Der Mann, der den Diebstahl unserer Daten verhinderte
Microsoft-Mitarbeiter verhinderte Cyberangriff historischen Ausmaßes
Das Internet feiert einen neuen Helden. Andres Freund, ein deutscher Software-Entwickler bei Microsoft, hat mit einer zufälligen Entdeckung wahrscheinlich einen der größten Datendiebstähle aller Zeiten verhindert – und es damit in nur einer Woche zu weltweitem Ruhm gebracht. „Mit seiner Neugierde und seinem handwerklichen Geschick konnte er uns allen helfen“, lobte MicrosoftCEO Satya Nadella auf X. Die New York Times titelte gar: „Hat ein Typ es gerade geschafft, einen gewaltigen Cyberangriff aufzuhalten?“
Um zu verstehen, was Freund getan hat, müssen zunächst ein paar Hintergründe geklärt werden. Das Internet ist zweifellos eine der größten Errungenschaften unserer Zeit, ein Großteil der modernen Technologie nutzt dessen Infrastruktur. Die wird aber nicht von großen Konzernen gewartet, sondern gleicht eher einem Flickenteppich. Ein Großteil der Prozesse im Internet basiert auf sogenannter Open-Source-Software – also Programmen, deren Code für jeden online abrufbar ist. Tausende Freiwillige in aller Welt arbeiten daran, diese Programme aktuell zu halten und ihre Fehler auszumerzen.
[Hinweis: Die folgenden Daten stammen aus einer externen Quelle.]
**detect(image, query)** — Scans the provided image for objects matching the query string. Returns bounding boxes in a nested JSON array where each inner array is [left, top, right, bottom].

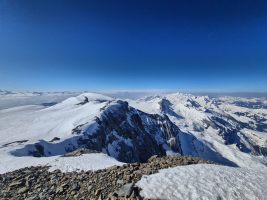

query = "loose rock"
[[0, 156, 214, 200]]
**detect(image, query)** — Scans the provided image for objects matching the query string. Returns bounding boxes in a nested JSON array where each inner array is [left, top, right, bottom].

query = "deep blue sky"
[[0, 0, 267, 92]]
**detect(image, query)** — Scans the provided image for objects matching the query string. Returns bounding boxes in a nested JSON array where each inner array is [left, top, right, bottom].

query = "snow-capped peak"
[[54, 92, 114, 108]]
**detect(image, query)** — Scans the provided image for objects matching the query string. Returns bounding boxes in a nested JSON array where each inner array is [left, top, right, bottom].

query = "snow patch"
[[137, 164, 267, 200]]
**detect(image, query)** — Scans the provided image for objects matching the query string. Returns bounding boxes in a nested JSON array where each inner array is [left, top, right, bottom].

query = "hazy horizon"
[[1, 89, 267, 99]]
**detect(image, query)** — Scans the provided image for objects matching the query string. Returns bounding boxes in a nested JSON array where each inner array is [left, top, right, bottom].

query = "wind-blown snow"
[[137, 164, 267, 200]]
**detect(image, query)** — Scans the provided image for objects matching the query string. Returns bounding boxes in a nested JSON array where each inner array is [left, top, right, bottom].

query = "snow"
[[129, 92, 267, 168], [0, 91, 266, 174], [57, 92, 113, 107], [198, 129, 267, 168], [0, 93, 123, 173], [0, 91, 81, 110], [0, 99, 105, 145], [241, 128, 267, 147], [0, 153, 123, 174], [107, 130, 133, 158], [48, 153, 123, 172], [137, 164, 267, 200]]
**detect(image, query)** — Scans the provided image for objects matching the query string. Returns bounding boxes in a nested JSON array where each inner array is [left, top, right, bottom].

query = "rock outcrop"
[[11, 100, 239, 166], [0, 156, 214, 200]]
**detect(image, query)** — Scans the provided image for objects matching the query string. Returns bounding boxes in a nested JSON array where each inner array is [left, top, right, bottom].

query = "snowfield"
[[0, 153, 123, 173], [0, 93, 122, 173], [137, 164, 267, 200]]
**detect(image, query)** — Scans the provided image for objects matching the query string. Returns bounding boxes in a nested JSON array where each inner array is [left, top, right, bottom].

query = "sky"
[[0, 0, 267, 92]]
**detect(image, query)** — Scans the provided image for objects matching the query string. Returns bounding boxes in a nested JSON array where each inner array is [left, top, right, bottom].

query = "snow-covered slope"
[[0, 91, 266, 200], [6, 100, 229, 165], [0, 93, 112, 145], [137, 164, 267, 200], [0, 92, 266, 174], [129, 93, 267, 168], [0, 93, 123, 173]]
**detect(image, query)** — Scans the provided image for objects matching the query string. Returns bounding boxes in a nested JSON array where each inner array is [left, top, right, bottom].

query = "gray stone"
[[117, 182, 134, 197], [71, 182, 80, 191], [18, 187, 29, 194], [116, 179, 124, 184], [9, 180, 24, 188], [95, 189, 101, 195], [87, 185, 92, 191], [56, 186, 64, 194], [39, 192, 46, 199]]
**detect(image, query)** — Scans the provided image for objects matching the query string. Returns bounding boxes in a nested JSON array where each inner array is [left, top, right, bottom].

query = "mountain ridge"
[[0, 92, 266, 173]]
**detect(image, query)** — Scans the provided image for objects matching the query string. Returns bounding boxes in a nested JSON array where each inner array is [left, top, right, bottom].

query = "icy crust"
[[137, 164, 267, 200]]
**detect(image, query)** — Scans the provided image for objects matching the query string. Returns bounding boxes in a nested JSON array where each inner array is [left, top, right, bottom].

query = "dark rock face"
[[63, 148, 100, 157], [186, 99, 201, 108], [76, 96, 89, 105], [78, 100, 183, 162], [234, 112, 267, 132], [10, 100, 239, 165], [205, 111, 267, 156], [159, 98, 183, 119], [11, 100, 184, 163], [49, 137, 60, 142], [29, 144, 45, 157], [1, 140, 28, 148], [233, 101, 267, 109]]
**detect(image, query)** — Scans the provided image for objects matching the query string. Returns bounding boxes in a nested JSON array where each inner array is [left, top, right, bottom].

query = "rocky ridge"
[[0, 156, 213, 200], [13, 100, 231, 166]]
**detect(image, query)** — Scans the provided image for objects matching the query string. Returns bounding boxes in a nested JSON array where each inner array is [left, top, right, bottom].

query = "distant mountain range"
[[1, 92, 266, 171]]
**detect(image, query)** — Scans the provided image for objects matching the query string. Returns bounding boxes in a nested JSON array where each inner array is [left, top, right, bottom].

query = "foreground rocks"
[[0, 156, 213, 200]]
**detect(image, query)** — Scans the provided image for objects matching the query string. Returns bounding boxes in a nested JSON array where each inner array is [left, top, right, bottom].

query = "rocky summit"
[[0, 156, 213, 200]]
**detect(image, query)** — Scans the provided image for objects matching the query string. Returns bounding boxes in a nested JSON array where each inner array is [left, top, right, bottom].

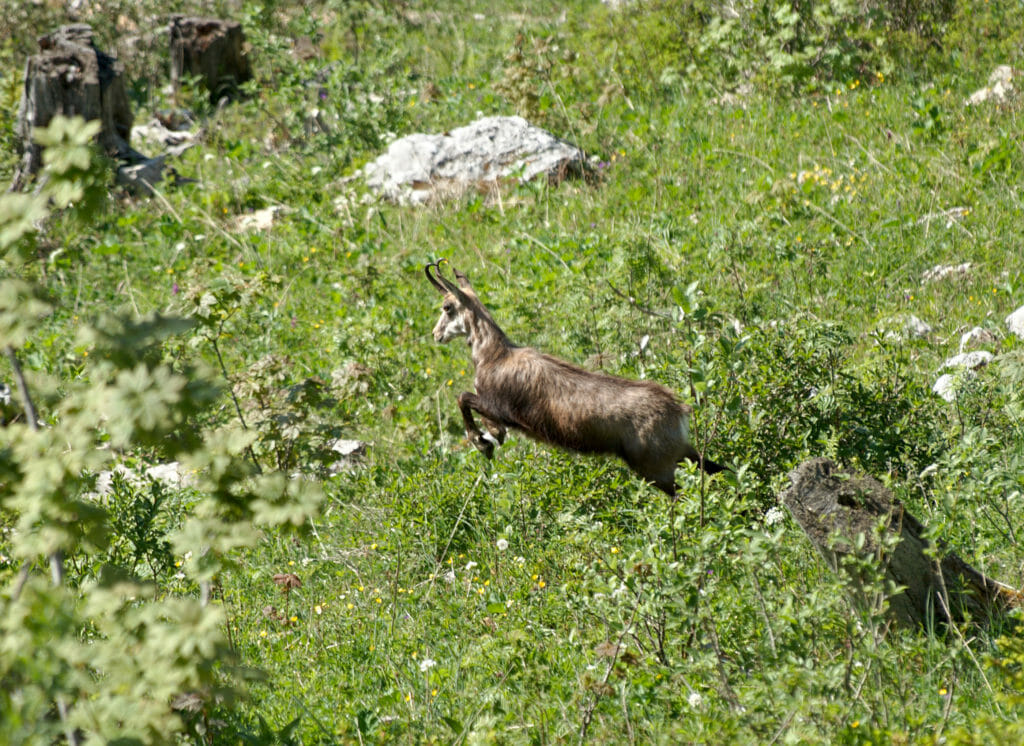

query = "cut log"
[[11, 24, 134, 190], [169, 16, 252, 102], [781, 458, 1024, 629]]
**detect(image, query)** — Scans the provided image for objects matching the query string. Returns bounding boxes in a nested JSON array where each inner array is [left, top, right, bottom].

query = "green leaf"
[[33, 115, 101, 150], [0, 279, 53, 348], [0, 193, 48, 253]]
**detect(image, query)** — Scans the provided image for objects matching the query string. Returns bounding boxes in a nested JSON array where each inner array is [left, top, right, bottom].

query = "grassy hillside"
[[3, 0, 1024, 743]]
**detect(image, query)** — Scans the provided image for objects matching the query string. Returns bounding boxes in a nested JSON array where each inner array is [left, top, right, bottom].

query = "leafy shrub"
[[576, 0, 964, 96], [710, 319, 944, 504], [0, 116, 323, 743]]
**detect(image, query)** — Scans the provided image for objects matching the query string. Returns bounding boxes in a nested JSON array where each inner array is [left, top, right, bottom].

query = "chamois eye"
[[443, 302, 455, 314]]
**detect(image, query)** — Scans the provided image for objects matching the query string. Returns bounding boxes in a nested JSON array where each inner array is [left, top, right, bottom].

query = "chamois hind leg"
[[623, 449, 678, 497], [457, 392, 503, 459], [634, 462, 677, 497], [651, 471, 678, 497]]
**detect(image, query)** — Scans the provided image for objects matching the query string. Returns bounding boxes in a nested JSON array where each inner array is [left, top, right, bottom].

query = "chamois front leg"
[[457, 391, 502, 459]]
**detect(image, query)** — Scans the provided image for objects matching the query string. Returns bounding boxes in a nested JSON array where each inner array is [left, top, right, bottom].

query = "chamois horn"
[[426, 258, 466, 296], [425, 259, 452, 294]]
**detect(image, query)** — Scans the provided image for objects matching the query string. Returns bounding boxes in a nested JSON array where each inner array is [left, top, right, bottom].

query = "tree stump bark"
[[11, 24, 134, 190], [781, 457, 1023, 629], [169, 16, 252, 103]]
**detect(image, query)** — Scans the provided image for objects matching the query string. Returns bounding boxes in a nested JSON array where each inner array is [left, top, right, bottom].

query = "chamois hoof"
[[472, 432, 498, 459]]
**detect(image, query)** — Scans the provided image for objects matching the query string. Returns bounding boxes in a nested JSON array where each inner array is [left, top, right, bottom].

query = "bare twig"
[[5, 345, 77, 742], [425, 474, 484, 600], [801, 199, 875, 252], [711, 147, 776, 174], [519, 231, 570, 271], [208, 333, 262, 474], [5, 345, 40, 430], [749, 569, 778, 656], [703, 616, 741, 711], [578, 599, 642, 745], [605, 281, 673, 320], [767, 707, 798, 746]]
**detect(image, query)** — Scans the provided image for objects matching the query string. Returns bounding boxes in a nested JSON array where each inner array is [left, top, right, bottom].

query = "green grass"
[[3, 0, 1024, 742]]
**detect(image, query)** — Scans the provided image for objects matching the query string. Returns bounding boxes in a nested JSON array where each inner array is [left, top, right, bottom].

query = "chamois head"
[[425, 259, 477, 344]]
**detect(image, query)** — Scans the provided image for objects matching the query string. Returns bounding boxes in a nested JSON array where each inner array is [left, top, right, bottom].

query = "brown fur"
[[426, 260, 725, 495]]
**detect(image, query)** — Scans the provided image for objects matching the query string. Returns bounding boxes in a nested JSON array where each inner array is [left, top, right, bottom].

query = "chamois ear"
[[452, 267, 472, 289]]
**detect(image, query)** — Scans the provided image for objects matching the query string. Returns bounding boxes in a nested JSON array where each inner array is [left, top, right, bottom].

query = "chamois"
[[426, 260, 726, 496]]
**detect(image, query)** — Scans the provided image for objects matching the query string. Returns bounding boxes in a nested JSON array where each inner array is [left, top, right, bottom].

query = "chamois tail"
[[699, 457, 728, 475], [681, 453, 729, 475]]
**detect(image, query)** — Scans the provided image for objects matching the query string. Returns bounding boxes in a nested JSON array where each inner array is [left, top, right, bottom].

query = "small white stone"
[[903, 315, 932, 339], [958, 326, 996, 352], [922, 262, 971, 284], [942, 350, 993, 370], [1006, 305, 1024, 339], [932, 374, 958, 402]]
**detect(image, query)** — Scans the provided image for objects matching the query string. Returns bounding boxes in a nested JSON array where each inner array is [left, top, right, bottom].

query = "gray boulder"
[[363, 115, 589, 205], [965, 65, 1022, 106]]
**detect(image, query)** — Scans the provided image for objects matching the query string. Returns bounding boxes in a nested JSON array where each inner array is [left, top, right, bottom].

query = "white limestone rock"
[[958, 326, 997, 352], [941, 350, 993, 371], [965, 65, 1022, 106], [131, 117, 198, 154], [903, 315, 933, 339], [880, 314, 931, 341], [327, 438, 368, 475], [1006, 305, 1024, 339], [95, 461, 195, 496], [921, 262, 971, 284], [231, 205, 288, 232], [363, 115, 589, 205], [932, 373, 958, 403]]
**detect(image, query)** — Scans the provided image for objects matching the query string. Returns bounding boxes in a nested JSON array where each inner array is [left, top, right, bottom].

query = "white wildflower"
[[465, 561, 478, 571], [688, 691, 703, 708], [419, 657, 436, 673], [764, 506, 786, 527], [496, 538, 509, 551]]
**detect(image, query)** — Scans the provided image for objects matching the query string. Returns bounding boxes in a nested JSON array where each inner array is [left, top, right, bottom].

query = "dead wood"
[[169, 16, 252, 103], [12, 24, 134, 190], [781, 457, 1023, 629]]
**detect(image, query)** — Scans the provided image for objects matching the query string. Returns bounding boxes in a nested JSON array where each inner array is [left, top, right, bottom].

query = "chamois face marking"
[[433, 294, 469, 343]]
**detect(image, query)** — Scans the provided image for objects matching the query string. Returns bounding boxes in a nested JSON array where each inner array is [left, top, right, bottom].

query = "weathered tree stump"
[[169, 16, 252, 102], [11, 24, 134, 190], [781, 458, 1023, 629]]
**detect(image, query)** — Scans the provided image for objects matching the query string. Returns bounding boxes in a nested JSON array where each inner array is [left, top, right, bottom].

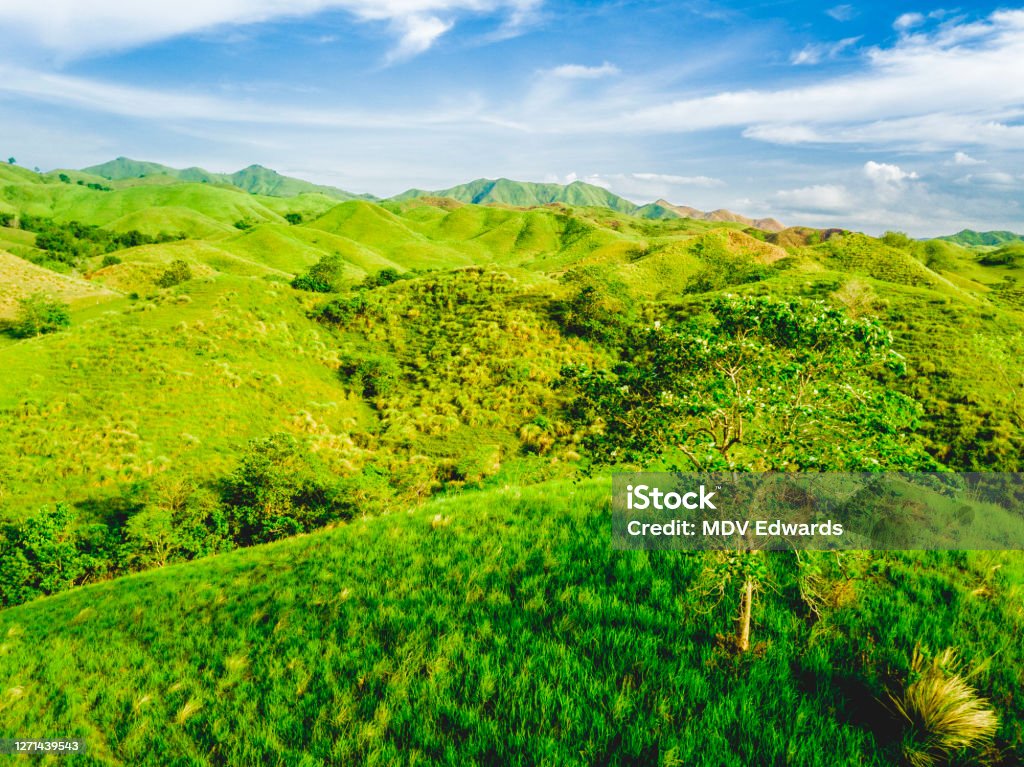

Andres Freund ist einer dieser Freiwilligen. Nach einem Besuch bei seiner Familie in Deutschland Ende März vertrieb er sich am Flughafen, wie so oft, die Zeit damit, ein paar Verbesserungen am Linux-Betriebssystem durchzuführen – ein OpenSource-Betriebssystem, auf dem fast alle Server weltweit basieren, egal ob Banken oder Regierungen. Dabei stieß er auf etwas Ungewöhnliches.
Ein Programm namens SSH, das immer zum Einsatz kommt, wenn sich jemand extern in ein Computersystem einloggt, verbrauchte „eine erhebliche Menge an Arbeitsspeicher“, wie Freund auf erklärt. Das heißt: Sein Laptop musste sich für einen eigentlich einfachen Prozess ziemlich anstrengen. Freund ging der Sache auf die Spur und entdeckte, dass jemand Zeilen in den Code geschrieben hatte, die es ermöglichen, auf die Daten aller SSH-Nutzer zuzugreifen – also fast aller Internetnutzer weltweit.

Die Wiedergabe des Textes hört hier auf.